Collider deserving of Asia's cash and interest

PUBLISHED : Saturday, 07 August, 2010, 12:00am
UPDATED : Saturday, 07 August, 2010, 12:00am

The sight of Wall Street chief executives and Western political leaders going hat in hand to places like Beijing and Dubai to raise desperately needed funds has become commonplace. To this long queue we can now add European physicists and mathematicians. The scientists behind the Large Hadron Collider, near Geneva, want a bigger, better and more expensive atom smasher - or two. Mindful that most Western governments are drastically cutting public spending to slash deficits, they are looking to China and elsewhere for new funding, they say, that would help unlock the ultimate secrets of the universe.
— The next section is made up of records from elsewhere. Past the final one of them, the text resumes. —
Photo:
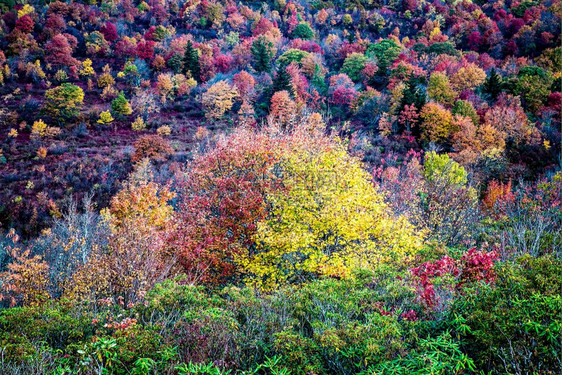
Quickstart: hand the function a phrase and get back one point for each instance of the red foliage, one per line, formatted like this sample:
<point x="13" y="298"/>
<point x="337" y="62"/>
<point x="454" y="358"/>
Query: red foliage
<point x="222" y="200"/>
<point x="59" y="52"/>
<point x="223" y="63"/>
<point x="262" y="26"/>
<point x="25" y="24"/>
<point x="109" y="32"/>
<point x="145" y="49"/>
<point x="475" y="265"/>
<point x="498" y="198"/>
<point x="425" y="275"/>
But, wait a minute. Didn't the same people advertise the collider as the greatest experiment of all time, after costing sponsor countries US$6.8 billion? Are they now saying it isn't really up to the job? Scientists at Cern, the particle physics lab that runs the collider, already got off to a bad start in September 2008 when the atom smasher was switched on with much fanfare. A major accident and a series of glitches set back their efforts and cost an extra US$40 million to repair. The collider has only started working properly since November. The latest plan to raise new funds to the tune of US$13 billion is starting to sound like Wall Street asking for more money after a major bailout. Still, perhaps China and other newly rich emerging economies should look kindly on the scientists. Unlike Wall Street executives, the scientists are on a - relatively - selfless quest to expand the frontiers of human knowledge. Beijing has, after all, set the ambitious goal of turning the nation into a science powerhouse by 2020. Helping to design, build and work at such a facility would educate some of China's finest young minds.

Still, too often, Western institutions want money from developing countries while insisting on control and their own rules. Cern is likely to be no different in that respect from the International Monetary Fund. That is why scientists from developing countries should insist on having a greater say if their governments are to foot the bill. It's time for East and West to work together - as equal partners - in our noble quest to understand the fundamental nature of the universe.